Her lawyer fired back on July 26 asking to have its stricken, as unadjudicated conduct.

Now on August 3, another sentencing in the case: JUDGMENT IN A CRIMINAL CASE as to Joseph Depaola (8). The Defendant pleaded guilty to Count One in the Indictment. IMPRISONMENT: 30 months. The court makes the following recommendations to the Bureau of Prisons: That defendant be incarcerated in a facility in order to facilitate visits with his family who live in New Jersey. SUPERVISED RELEASE: Three years. ASSESSMENT: $100.00 due immediately. (Signed by Judge Sidney H. Stein on 8/3/2021). Watch this site.

SDNY Judge Sidney Stein tried to do this arraignment on March 31, but the technology broke down. Now there's an echo but it's going forward. Judge Stein: Ms. Shah, have you read the indictment? Shah: Yes, I have. And I waive the public reading.

Judge Stein: How do you plead to charges of conspiracy to commit wire fraud, and money laundering? Shah: Not guilty. Judge Stein: Let me turn to Mr. Smith.

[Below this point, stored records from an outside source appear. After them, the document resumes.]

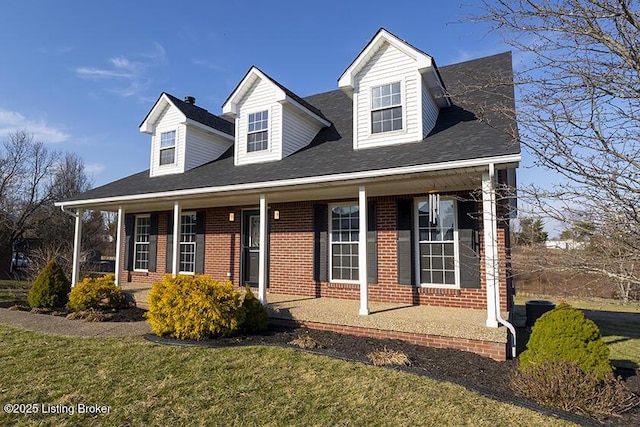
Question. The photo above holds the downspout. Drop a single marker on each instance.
(494, 232)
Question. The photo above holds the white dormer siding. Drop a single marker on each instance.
(195, 143)
(290, 125)
(169, 120)
(260, 97)
(405, 85)
(429, 111)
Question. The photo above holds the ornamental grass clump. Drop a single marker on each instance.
(566, 365)
(50, 289)
(194, 308)
(95, 293)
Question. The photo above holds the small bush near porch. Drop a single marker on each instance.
(199, 307)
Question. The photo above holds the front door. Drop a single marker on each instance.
(250, 247)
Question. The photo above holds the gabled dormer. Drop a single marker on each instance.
(396, 90)
(271, 122)
(183, 135)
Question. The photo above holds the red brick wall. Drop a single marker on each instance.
(291, 258)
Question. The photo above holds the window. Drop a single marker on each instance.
(258, 135)
(167, 148)
(188, 243)
(344, 222)
(386, 108)
(141, 254)
(436, 240)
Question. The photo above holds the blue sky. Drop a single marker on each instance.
(81, 75)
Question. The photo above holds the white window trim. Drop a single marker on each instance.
(175, 147)
(269, 133)
(135, 241)
(456, 245)
(195, 246)
(403, 104)
(330, 254)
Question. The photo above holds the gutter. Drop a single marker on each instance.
(494, 231)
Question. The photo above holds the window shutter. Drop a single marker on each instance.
(320, 242)
(200, 232)
(405, 250)
(469, 243)
(169, 252)
(372, 243)
(129, 229)
(153, 241)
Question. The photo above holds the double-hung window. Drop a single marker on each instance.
(437, 243)
(167, 148)
(188, 243)
(345, 223)
(141, 242)
(258, 131)
(386, 108)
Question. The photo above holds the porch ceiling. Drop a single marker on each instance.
(440, 181)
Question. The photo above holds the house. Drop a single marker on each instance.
(384, 189)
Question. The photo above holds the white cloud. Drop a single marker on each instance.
(12, 121)
(129, 77)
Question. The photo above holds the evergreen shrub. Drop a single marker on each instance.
(50, 289)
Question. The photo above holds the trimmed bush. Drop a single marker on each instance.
(51, 288)
(256, 317)
(564, 334)
(194, 307)
(95, 293)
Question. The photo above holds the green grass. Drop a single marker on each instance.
(148, 384)
(618, 323)
(14, 291)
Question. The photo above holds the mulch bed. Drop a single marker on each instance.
(486, 376)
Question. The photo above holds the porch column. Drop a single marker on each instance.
(177, 219)
(77, 243)
(119, 243)
(490, 246)
(362, 251)
(262, 263)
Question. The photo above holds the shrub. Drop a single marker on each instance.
(51, 287)
(564, 385)
(256, 317)
(95, 293)
(194, 307)
(565, 334)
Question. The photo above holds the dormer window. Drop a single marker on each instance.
(386, 108)
(258, 132)
(167, 148)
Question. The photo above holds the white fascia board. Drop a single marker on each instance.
(306, 111)
(512, 159)
(208, 129)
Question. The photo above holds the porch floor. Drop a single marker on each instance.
(462, 323)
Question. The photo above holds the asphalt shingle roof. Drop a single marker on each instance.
(466, 130)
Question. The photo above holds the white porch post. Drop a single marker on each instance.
(77, 243)
(489, 219)
(262, 264)
(177, 218)
(362, 251)
(119, 243)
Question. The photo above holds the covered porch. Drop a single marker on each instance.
(443, 327)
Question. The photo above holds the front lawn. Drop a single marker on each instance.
(146, 384)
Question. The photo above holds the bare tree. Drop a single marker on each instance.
(579, 113)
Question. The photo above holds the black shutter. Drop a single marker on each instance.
(200, 231)
(372, 243)
(320, 242)
(129, 229)
(153, 241)
(469, 243)
(169, 263)
(404, 223)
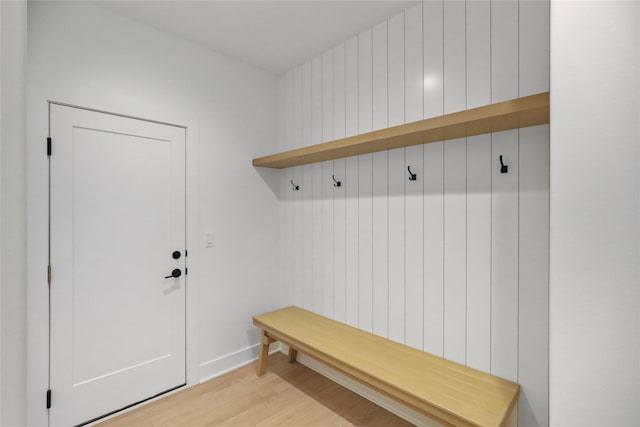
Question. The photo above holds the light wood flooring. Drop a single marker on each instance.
(287, 395)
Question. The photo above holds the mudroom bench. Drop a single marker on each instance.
(450, 393)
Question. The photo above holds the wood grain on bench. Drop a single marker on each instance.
(447, 391)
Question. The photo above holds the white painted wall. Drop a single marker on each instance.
(83, 54)
(456, 262)
(13, 295)
(594, 277)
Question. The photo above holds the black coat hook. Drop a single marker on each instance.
(503, 168)
(412, 176)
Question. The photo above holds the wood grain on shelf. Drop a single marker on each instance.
(516, 113)
(447, 391)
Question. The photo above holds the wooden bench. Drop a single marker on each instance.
(450, 393)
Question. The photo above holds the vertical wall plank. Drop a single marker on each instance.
(298, 236)
(504, 222)
(379, 77)
(395, 55)
(365, 184)
(327, 187)
(306, 188)
(533, 311)
(289, 257)
(433, 29)
(296, 140)
(365, 240)
(414, 76)
(352, 245)
(397, 177)
(351, 86)
(351, 182)
(479, 190)
(414, 220)
(534, 46)
(296, 176)
(533, 367)
(504, 50)
(454, 56)
(316, 138)
(455, 250)
(339, 202)
(365, 82)
(380, 245)
(316, 244)
(339, 92)
(379, 186)
(478, 53)
(434, 248)
(327, 96)
(414, 249)
(327, 239)
(504, 257)
(479, 252)
(339, 244)
(306, 105)
(433, 58)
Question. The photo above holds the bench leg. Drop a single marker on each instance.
(264, 353)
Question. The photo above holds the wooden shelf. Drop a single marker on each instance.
(516, 113)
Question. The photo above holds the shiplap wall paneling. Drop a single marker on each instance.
(433, 211)
(455, 184)
(380, 181)
(433, 163)
(339, 195)
(533, 366)
(414, 219)
(433, 58)
(397, 177)
(327, 187)
(295, 174)
(533, 27)
(478, 59)
(455, 262)
(504, 268)
(504, 257)
(317, 191)
(306, 187)
(351, 190)
(455, 249)
(504, 50)
(365, 183)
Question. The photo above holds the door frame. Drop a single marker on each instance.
(38, 247)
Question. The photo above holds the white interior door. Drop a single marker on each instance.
(117, 216)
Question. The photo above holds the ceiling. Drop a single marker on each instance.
(272, 35)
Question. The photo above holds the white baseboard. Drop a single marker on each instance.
(221, 365)
(379, 399)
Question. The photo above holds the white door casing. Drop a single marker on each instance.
(117, 215)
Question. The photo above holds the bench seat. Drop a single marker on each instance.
(446, 391)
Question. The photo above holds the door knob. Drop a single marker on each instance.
(174, 274)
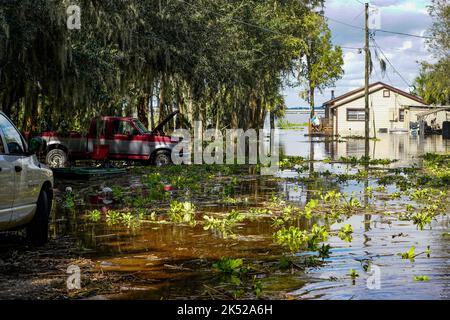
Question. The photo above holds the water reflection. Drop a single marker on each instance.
(403, 147)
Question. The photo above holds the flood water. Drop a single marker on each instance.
(173, 261)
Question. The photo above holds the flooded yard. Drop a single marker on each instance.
(331, 225)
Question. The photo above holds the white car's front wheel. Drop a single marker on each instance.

 Judge Stein: Mr. Smith, how do you plead? Smith: Not guilty. Judge Stein: Let's talk about bail conditions. Ms. Shah you were released by a Magistrate in Utah.

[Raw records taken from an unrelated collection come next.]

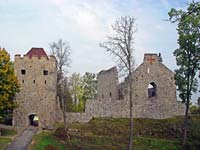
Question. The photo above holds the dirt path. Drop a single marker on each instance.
(22, 141)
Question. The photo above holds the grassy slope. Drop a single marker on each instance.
(112, 134)
(43, 140)
(4, 140)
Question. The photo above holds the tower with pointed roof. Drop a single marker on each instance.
(37, 74)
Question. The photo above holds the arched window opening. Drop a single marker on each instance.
(152, 90)
(33, 119)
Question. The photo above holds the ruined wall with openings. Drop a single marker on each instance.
(37, 76)
(157, 101)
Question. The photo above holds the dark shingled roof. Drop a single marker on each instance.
(39, 52)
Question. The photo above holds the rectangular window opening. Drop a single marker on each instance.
(45, 72)
(23, 71)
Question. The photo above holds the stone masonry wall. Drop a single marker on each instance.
(163, 105)
(38, 91)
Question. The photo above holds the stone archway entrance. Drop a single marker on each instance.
(33, 120)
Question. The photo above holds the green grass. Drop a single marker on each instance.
(6, 132)
(4, 142)
(112, 134)
(43, 140)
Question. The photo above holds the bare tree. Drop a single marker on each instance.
(61, 50)
(120, 44)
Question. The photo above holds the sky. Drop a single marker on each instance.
(86, 23)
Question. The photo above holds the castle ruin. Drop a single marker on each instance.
(37, 75)
(154, 92)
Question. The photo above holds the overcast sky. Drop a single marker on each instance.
(86, 23)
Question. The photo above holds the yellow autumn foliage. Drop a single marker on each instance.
(9, 85)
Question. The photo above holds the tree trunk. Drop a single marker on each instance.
(185, 124)
(131, 113)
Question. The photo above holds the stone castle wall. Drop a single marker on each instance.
(107, 85)
(38, 91)
(151, 72)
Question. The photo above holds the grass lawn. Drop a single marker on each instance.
(44, 140)
(6, 132)
(112, 134)
(4, 142)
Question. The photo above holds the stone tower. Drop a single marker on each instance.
(155, 90)
(36, 73)
(107, 85)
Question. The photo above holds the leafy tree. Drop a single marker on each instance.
(9, 85)
(121, 46)
(89, 86)
(187, 54)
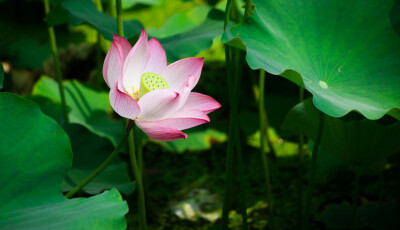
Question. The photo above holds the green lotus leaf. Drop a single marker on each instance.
(90, 151)
(88, 107)
(362, 145)
(35, 155)
(347, 53)
(77, 12)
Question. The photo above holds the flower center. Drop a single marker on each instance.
(151, 81)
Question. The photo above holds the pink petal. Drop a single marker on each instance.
(198, 101)
(185, 120)
(178, 72)
(113, 63)
(160, 132)
(124, 104)
(158, 104)
(135, 63)
(184, 92)
(158, 59)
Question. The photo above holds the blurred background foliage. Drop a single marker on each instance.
(184, 179)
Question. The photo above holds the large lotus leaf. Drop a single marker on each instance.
(346, 52)
(363, 145)
(90, 151)
(77, 12)
(35, 155)
(87, 107)
(193, 41)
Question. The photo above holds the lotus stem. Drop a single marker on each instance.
(313, 167)
(300, 168)
(96, 172)
(54, 50)
(138, 177)
(230, 151)
(263, 131)
(120, 25)
(355, 200)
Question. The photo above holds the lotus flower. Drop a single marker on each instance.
(156, 96)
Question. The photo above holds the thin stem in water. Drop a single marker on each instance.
(313, 165)
(120, 25)
(263, 131)
(300, 169)
(138, 177)
(96, 172)
(54, 50)
(355, 200)
(230, 151)
(239, 61)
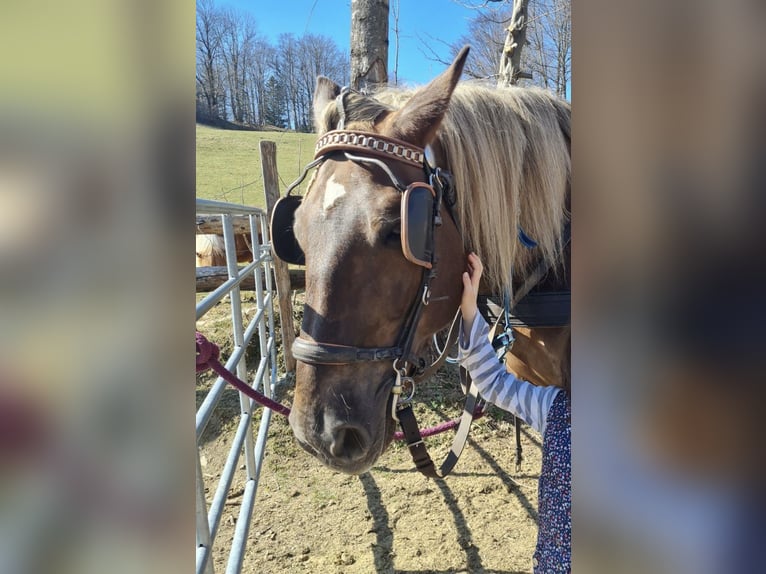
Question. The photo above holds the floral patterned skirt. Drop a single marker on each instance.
(554, 536)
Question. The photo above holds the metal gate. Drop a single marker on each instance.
(243, 442)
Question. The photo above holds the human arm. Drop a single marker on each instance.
(521, 398)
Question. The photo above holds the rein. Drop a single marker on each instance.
(207, 358)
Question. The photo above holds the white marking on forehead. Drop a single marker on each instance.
(333, 192)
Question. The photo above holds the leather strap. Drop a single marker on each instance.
(330, 354)
(370, 143)
(452, 337)
(417, 447)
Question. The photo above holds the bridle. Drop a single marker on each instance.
(370, 149)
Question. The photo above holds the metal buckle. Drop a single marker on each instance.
(403, 390)
(503, 343)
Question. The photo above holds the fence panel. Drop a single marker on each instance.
(244, 444)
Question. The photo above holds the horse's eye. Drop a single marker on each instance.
(393, 235)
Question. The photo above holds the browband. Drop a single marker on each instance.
(371, 143)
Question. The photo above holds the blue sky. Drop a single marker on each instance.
(442, 19)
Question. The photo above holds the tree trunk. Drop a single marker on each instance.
(369, 44)
(510, 62)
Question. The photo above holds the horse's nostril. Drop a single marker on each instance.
(349, 442)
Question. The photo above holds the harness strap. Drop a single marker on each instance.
(417, 447)
(331, 354)
(452, 336)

Assistant US Attorney: We have a proposal on conditions. There are some on which there is a dispute.

AUSA: In Utah, Ms. Shah posted no cash. We propose a $1 million bond, secured by $250,000 in cash or property. On no contact with witnesses and victims, we want to specify that means those who purchased services, or sold them on sales floors. She can travel to DC

Judge Stein: You proposed no disbursements over $10,000 without permission. I'm going to lower it to $5000.  Defense: She is on Real Housewives of Salt Lake City but she doesn't take any credit cards for that.

Judge: Does the government have possession of Ms. Shah's passport? AUSA: It was expired, and we took it. If she has another, she should surrender it. Judge: What is the risk of flight? Ms. Shah, I've come to learn, is a participant in a popular television show.

 Judge: She is active on social media. It is unlikely she could disappear.

AUSA: We will make a proffer.  [Meanwhile, it dawns on Inner City Press these two are part of the largest US v. Cheedie case Inner City Press has covered, here

AUSA: The penalties for $5 million money laundering, it is not clear she would remain a public persona. In any event the persona is insufficient to ensure her return to court. So, a modest security. Judge: Is $250,000 modest? AUSA: She has access to it.

 Judge Stein: Let me here from the defense. Defense: We do not believe she has any active passport. She had hired us to defend her - she wants to fight this. Cash bond in not favored anyway around the country.

 Judge Stein: Does she receive a salary from any of her businesses, including the Real Housewives franchise? Defense: I don't know, I haven't spoken with my client about that.

2d Defense lawyer: She is an entrepreneur. She makes some money from the show, yes.

 Judge Stein: There is a risk of flight. It's not insubstantial. I'm to have her continued released, on condition of a bond of $1 million, with $250,000 secured by cash or property and 2 co-signers.

Judge Stein: She is to continue with her treatment. She can accept credit card charges for other businesses. No telemarketing.

Defense: Could we have 2 weeks for $250,000, since we're in Utah?

AUSA: Bonds can be handled remotely. 1 week.

Judge Stein: I'll do 2 weeks.

The case is US v. Cheedie, et al, 19-cr-833 (Stein).